Protected areas yield well-documented benefits for wildlife and biodiversity. But a new study from Conservation International and three research universities puts a finer point on just how vital protected forests are to our climate bottom line, too. Using spatial data from a NASA mission to build a first-of-its-kind global forests map in 3D, the Global Ecosystem Dynamics Investigation (GEDI) found that protected aboveground forests currently store more than 61 gigatons of carbon, equal to the annual emissions of 13 billion cars.
While protected areas represent approximately 11% of the measured forested area, they store 26% of the total estimated aboveground carbon. Brazil’s Amazon has the highest total carbon stock in protected areas, accounting for as much as 30% of the global total found in protected areas.
Resourcing protection
The results here leave no ambiguity. Protected forests don’t just safeguard biodiversity; they are imperative for meeting our climate goals. Still, relative to other climate solutions, protected areas are underfunded, receiving just $24 billion annually, roughly 35% of the minimum funding needed to manage existing protected areas adequately.
There is a common misconception that the work is done once an area is designated as protected. But protected status is a mere snapshot in time. Economic volatility, political turnover, lapses in enforcement and the discovery of new resources can all trigger rollbacks in protected status. In the absence of legal protections, or when those legal protections weaken, forests are more likely to be degraded and destroyed. These threats heighten when funding dries up.
Fortunately, the best mechanism to bridge the resource gap already exists. Global South countries receive crucial funding through the voluntary carbon market (VCM) to protect forests – a decentralized market to buy and sell carbon credits representing certified removals or reductions of greenhouse gases.
Credits issued through the VCM must provide an empirical reduction or avoidance of emissions as a result of the project, a concept known as “additionality.” Protecting forests that are standing, critics say, produces no “additional” outcome.
Protected forests don’t just safeguard biodiversity. They are imperative for meeting our climate goals.
”Investing in the future
The new research debunks that misconception once and for all. GEDI data shows that protected forests store 28% more carbon than ecologically similar but unprotected forests.
Critically, we’ve additionally saved roughly the equivalent of an entire year of global fossil fuel emissions (about 10 gigatons of additional carbon) through long-term and actively protected forests compared to ecologically similar but unprotected areas. And protecting these forests requires work, including funding for rangers and local communities to do that work and they need money to develop sustainable livelihoods. Funding protected forests still facing anthropogenic pressures, therefore, leads to clear and additional carbon sequestration.

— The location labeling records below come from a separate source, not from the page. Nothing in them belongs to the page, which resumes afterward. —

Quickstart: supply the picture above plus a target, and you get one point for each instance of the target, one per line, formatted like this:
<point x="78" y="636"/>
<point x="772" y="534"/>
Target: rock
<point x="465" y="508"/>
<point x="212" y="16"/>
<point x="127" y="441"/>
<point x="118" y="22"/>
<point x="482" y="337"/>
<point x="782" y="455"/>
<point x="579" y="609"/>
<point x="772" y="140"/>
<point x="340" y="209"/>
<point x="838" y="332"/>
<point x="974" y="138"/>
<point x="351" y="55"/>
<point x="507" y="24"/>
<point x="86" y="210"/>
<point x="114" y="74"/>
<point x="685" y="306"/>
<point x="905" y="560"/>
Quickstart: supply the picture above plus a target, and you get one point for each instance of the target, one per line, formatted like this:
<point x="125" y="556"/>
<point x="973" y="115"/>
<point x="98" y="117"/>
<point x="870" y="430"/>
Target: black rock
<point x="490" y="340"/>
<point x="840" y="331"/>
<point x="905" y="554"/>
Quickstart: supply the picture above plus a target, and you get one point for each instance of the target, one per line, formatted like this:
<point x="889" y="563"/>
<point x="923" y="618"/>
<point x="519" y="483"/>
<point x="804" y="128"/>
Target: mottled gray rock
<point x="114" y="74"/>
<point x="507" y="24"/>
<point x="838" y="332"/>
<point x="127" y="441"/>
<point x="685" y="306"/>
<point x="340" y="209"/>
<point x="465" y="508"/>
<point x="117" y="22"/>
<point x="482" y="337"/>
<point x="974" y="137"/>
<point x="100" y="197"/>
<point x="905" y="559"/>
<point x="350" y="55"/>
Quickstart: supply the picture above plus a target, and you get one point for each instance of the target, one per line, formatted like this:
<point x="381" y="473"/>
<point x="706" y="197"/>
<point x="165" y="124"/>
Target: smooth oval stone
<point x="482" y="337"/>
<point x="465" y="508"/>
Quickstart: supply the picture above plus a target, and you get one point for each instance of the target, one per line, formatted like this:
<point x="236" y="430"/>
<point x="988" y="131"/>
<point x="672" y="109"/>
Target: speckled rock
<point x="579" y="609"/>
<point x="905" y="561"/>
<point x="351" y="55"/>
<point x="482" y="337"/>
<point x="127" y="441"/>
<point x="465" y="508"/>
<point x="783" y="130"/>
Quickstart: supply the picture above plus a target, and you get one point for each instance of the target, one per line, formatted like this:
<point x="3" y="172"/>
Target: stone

Our best course of action is continued support of VCM investment through markets with robust verification standards. Doing so will strengthen biodiversity at a time of mass extinction, negate disastrous climate outcomes and fund Global South communities that do the heavy lifting in combating climate change.
Funders should think of their approach as an investment portfolio. Imagine you were handed $100. You’re told to invest that money such that it yields $500 – the clock is ticking and the stakes are high. Would you sidle up to the roulette table and let it rip? Or would you set aside a chunk of that money for an index fund, bank the standard 10% annual return, and proceed from there?
That is the choice we face today. We don’t have to choose between funding experimental technologies that could help tomorrow and protecting forests we know help today; we can and must do both.